Creo que el invierno dejó de ser mi época del año favorita. Si antes la disfrutaba, ahora solo quiero que se vaya rápido. ¿Por qué? Porque el invierno rompe mi corazón, enfría mis sentimientos, moja mi felicidad. No digo que no sea feliz, lo soy, mucho, pero hay cosas que empañan los colores, y es porque al invierno no le gustan los colores.
Este invierno nuevamente rompe mi corazón, y no sé cuando lo parará de hacer.
Lo conocí sin saberlo, no lo esperaba, sólo llegó.
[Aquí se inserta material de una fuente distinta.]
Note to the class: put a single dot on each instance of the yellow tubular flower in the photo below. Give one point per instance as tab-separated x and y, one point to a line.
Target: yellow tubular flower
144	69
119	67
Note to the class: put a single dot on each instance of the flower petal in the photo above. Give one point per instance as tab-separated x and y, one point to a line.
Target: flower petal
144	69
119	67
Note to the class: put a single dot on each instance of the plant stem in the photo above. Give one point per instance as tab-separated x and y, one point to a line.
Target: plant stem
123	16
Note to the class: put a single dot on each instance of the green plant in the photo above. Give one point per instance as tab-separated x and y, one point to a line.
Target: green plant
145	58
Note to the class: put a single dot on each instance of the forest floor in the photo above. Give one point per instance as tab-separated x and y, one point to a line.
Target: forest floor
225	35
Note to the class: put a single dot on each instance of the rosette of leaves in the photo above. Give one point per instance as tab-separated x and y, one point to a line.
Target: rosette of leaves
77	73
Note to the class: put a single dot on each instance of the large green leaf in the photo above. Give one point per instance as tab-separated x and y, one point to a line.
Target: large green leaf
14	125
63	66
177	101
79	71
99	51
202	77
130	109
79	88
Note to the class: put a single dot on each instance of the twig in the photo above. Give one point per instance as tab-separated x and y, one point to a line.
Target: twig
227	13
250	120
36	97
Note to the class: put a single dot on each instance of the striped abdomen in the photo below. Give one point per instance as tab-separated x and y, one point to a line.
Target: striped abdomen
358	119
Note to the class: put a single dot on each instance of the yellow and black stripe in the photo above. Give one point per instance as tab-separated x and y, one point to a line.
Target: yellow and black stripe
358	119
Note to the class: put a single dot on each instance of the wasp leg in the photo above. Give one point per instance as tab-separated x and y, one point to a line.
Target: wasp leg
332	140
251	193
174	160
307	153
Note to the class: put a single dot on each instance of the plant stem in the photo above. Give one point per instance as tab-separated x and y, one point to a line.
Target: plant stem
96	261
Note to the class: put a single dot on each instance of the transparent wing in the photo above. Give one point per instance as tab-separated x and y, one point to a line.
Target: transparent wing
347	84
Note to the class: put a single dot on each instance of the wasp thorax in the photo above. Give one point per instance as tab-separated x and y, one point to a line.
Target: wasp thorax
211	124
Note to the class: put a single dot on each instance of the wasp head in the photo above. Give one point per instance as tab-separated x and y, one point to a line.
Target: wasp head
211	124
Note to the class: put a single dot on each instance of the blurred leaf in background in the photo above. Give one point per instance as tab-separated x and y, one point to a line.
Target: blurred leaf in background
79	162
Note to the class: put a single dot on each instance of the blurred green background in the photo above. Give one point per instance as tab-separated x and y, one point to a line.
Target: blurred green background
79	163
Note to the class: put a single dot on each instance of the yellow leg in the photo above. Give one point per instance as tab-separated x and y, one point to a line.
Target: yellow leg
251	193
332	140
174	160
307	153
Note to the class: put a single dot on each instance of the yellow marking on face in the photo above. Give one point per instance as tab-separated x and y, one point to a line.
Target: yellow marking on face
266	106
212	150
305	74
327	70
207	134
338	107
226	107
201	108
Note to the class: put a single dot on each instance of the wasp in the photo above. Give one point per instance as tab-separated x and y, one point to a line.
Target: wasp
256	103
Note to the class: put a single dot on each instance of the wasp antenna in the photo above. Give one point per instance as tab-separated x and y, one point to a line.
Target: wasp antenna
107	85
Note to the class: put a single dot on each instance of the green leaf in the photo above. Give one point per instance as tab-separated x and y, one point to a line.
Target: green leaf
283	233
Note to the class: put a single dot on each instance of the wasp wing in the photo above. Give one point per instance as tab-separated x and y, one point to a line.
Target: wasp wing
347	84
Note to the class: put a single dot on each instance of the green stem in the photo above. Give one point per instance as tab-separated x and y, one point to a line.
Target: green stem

Nunca pensé que llegaría a ser alguien importante en mi vida. Son las cosas raras que no entendemos hasta que pasan años. Que increíble nuestra capacidad humana para esperar largos tiempos para poder comprender una situación. ¿Será que antes estamos como ciegos, sin poder ver?
Llegó, se quedó, se fue. Pensé que no me importaría, pensé que el tiempo medía una relación. Había olvidado que existe la calidad, que es superior al tiempo.
En mi cabeza sólo dan vuelta pensamientos de incertidumbre, que no saben a donde ir. No los quiero acá, pero se agarran fuerte, dejando heridas. Si dos personas se quieren, ¿por qué no deben estar juntas? El terminó el muro que yo comencé a construir. Ese muro fue el que nos separó, fuimos los dos albañiles del fin.
El invierno saca lágrimas. El y yo nos miramos a los ojos, con esa mirada profunda de dos personas que se quieren pero que deben decirse adiós para siempre. El y yo lloramos, con lágrimas que dicen adiós para siempre. Nos abrazamos fuerte, largo, como dos viajeros que saben que jamás volverán a encontrarse en ese tren. De fondo sonaba un violín, y me acordé de esas películas románticas en donde los protagonistas deben separarse para siempre, porque no están destinados a estar juntos.
El y yo somos protagonistas de una historia que ya terminó. El invierno se la llevó. El viento susurrará su nombre y la lluvia terminará de callarlo para siempre.